Sunday, May 27, 2012
Psalms on Sunday: Psalm 1
Hello, everyone! Now that I've gone through the whole Bible with Scripture Sundays, I thought I'd start over with the Psalms and discuss one each Sunday. There are 150 Psalms, so I have enough material for the next three years! :-)
Psalm 1 is just six verses long, and it's all about contrasting a godly man (and the good things he will receive from God) with ungodly people and the trouble that will come to them. Here's the full Psalm in the King James version, copied from BibleGateway.com
1Blessed is the man that walketh not in the counsel of the ungodly, nor standeth in the way of sinners, nor sitteth in the seat of the scornful.

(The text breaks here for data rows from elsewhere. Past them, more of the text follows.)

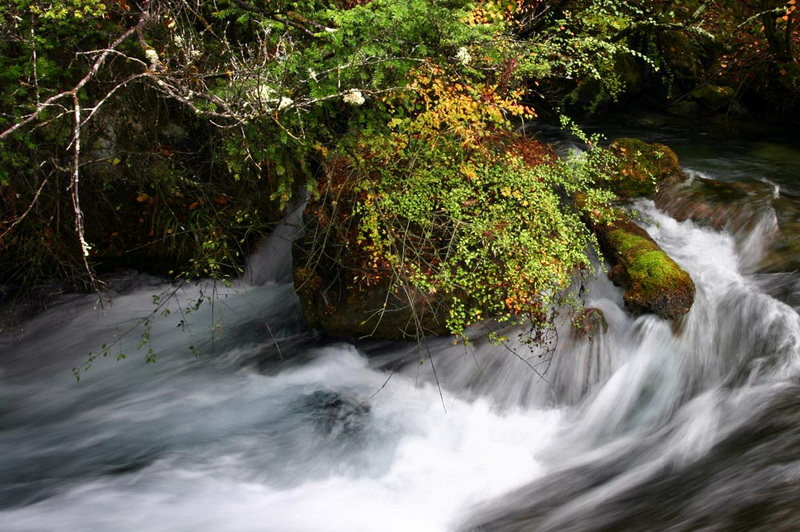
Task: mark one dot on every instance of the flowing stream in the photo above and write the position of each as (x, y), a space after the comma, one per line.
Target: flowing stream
(250, 421)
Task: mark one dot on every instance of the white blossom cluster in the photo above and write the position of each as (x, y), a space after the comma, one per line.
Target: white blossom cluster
(463, 56)
(268, 97)
(353, 97)
(152, 56)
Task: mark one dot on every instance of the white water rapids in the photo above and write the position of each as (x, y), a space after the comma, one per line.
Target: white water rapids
(648, 426)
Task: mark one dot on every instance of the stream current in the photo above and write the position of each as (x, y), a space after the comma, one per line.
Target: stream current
(644, 426)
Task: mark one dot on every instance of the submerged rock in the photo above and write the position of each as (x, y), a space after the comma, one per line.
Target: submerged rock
(642, 169)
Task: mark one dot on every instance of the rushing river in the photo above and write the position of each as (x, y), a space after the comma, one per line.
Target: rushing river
(646, 426)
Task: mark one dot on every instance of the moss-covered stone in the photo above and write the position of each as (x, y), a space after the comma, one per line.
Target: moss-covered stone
(642, 168)
(653, 282)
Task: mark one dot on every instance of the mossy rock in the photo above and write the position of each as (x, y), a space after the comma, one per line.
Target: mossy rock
(642, 168)
(653, 282)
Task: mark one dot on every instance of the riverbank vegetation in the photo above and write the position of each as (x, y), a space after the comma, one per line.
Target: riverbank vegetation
(170, 136)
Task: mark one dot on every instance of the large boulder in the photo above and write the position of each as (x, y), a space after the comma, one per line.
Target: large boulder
(653, 282)
(641, 169)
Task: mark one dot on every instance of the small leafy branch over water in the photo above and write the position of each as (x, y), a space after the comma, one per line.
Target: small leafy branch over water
(170, 134)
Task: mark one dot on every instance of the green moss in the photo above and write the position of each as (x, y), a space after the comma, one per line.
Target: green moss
(641, 168)
(649, 269)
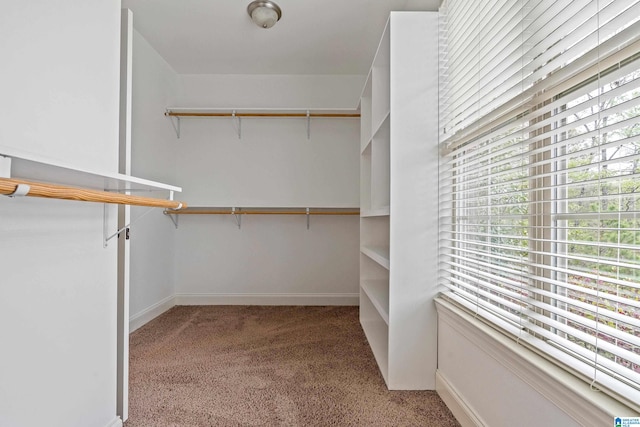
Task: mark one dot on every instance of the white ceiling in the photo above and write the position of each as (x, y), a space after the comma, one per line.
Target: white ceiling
(312, 37)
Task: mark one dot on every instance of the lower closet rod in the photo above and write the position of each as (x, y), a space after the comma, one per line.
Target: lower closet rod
(17, 187)
(219, 212)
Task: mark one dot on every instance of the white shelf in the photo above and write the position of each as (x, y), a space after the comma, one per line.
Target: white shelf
(399, 165)
(249, 110)
(377, 333)
(378, 254)
(31, 167)
(378, 292)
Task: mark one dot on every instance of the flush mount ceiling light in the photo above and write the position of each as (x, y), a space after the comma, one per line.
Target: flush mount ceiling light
(265, 14)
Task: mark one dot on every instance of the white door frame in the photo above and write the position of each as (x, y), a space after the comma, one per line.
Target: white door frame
(124, 216)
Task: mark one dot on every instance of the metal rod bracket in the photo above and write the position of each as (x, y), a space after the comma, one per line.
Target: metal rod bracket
(237, 217)
(237, 124)
(21, 190)
(176, 124)
(5, 167)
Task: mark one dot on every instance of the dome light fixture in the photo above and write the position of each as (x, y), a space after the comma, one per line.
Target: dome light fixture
(264, 14)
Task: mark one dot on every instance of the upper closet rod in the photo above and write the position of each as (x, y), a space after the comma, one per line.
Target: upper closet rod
(237, 114)
(263, 212)
(17, 187)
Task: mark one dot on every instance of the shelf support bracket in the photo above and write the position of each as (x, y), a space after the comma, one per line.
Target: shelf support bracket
(237, 124)
(237, 217)
(176, 124)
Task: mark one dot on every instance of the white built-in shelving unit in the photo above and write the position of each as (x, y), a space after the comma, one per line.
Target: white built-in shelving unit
(398, 203)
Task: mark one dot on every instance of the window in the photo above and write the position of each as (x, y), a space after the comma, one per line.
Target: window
(540, 178)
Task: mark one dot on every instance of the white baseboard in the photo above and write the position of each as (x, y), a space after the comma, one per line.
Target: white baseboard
(267, 299)
(150, 313)
(456, 404)
(116, 422)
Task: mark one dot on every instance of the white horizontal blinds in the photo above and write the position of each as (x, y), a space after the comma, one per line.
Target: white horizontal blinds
(550, 36)
(540, 179)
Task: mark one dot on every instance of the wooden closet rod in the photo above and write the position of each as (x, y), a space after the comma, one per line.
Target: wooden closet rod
(329, 115)
(53, 191)
(260, 212)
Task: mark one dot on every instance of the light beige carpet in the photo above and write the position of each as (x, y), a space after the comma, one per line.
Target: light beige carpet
(266, 366)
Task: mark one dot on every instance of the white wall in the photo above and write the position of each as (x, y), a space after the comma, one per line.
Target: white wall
(273, 260)
(59, 86)
(153, 156)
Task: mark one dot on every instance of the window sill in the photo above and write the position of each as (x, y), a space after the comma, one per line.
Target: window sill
(565, 390)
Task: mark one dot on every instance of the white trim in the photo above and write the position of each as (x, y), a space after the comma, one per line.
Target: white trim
(570, 394)
(465, 415)
(150, 313)
(267, 299)
(116, 422)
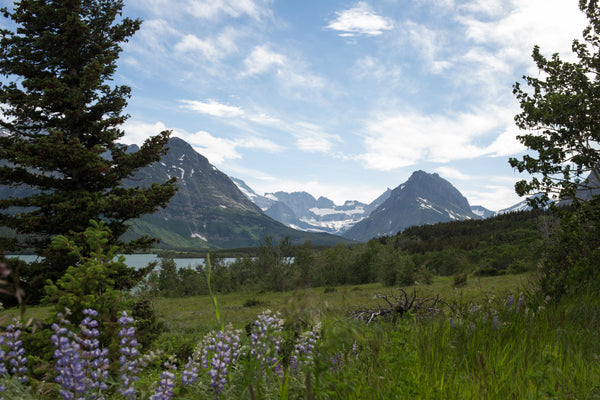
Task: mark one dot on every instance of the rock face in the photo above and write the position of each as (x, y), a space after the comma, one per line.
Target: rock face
(300, 210)
(423, 199)
(208, 210)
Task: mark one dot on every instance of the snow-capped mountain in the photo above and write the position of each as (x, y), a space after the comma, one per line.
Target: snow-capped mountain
(423, 199)
(300, 210)
(482, 212)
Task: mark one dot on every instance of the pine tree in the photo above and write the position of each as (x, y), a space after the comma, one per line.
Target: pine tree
(60, 118)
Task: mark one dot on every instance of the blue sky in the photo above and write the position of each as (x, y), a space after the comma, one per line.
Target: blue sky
(343, 99)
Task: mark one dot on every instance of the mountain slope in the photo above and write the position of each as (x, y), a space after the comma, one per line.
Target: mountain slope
(423, 199)
(300, 210)
(208, 210)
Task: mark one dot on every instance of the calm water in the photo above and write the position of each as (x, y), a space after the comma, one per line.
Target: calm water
(141, 260)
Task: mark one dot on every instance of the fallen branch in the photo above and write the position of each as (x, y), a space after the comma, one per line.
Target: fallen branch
(398, 306)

2 But his delight is in the law of the Lord; and in his law doth he meditate day and night.
3 And he shall be like a tree planted by the rivers of water, that bringeth forth his fruit in his season; his leaf also shall not wither; and whatsoever he doeth shall prosper.
4 The ungodly are not so: but are like the chaff which the wind driveth away.
5 Therefore the ungodly shall not stand in the judgment, nor sinners in the congregation of the righteous.
6 For the Lord knoweth the way of the righteous: but the way of the ungodly shall perish.
So we've got nature metaphors going on, here. The "godly man" is compared to a very specific type of tree, a flourishing tree planted near a water source. The tree produces fruit and it's untouched by rot or blight, so this makes for a lovely image. The "ungodly" get a nature metaphor as well, but they are compares to wheat chaff, a waste product that can't be eaten by people--it's essentially useless. While the tree is rooted securely in one spot, the chaff has no root and can be blown around by a breeze.
The breakdown of the Psalm reads almost like a well-written public speech: the main point of the psalm is discussing the godly man, but as a secondary point, the writer wants to contrast the godly to the ungodly. So the first three verses establish what the godly man is like, the next two focus on the ungodly, then the final verse strongly contrasts the two types of people.
The godly man isn't just contrasted to the ungodly, either; in verse 1, he's shown as someone who totally avoids their influence. He doesn't listen to their advice, hang around them, or join in with their scorning and mocking. Instead, he takes his joy in following God and thinking about God's word.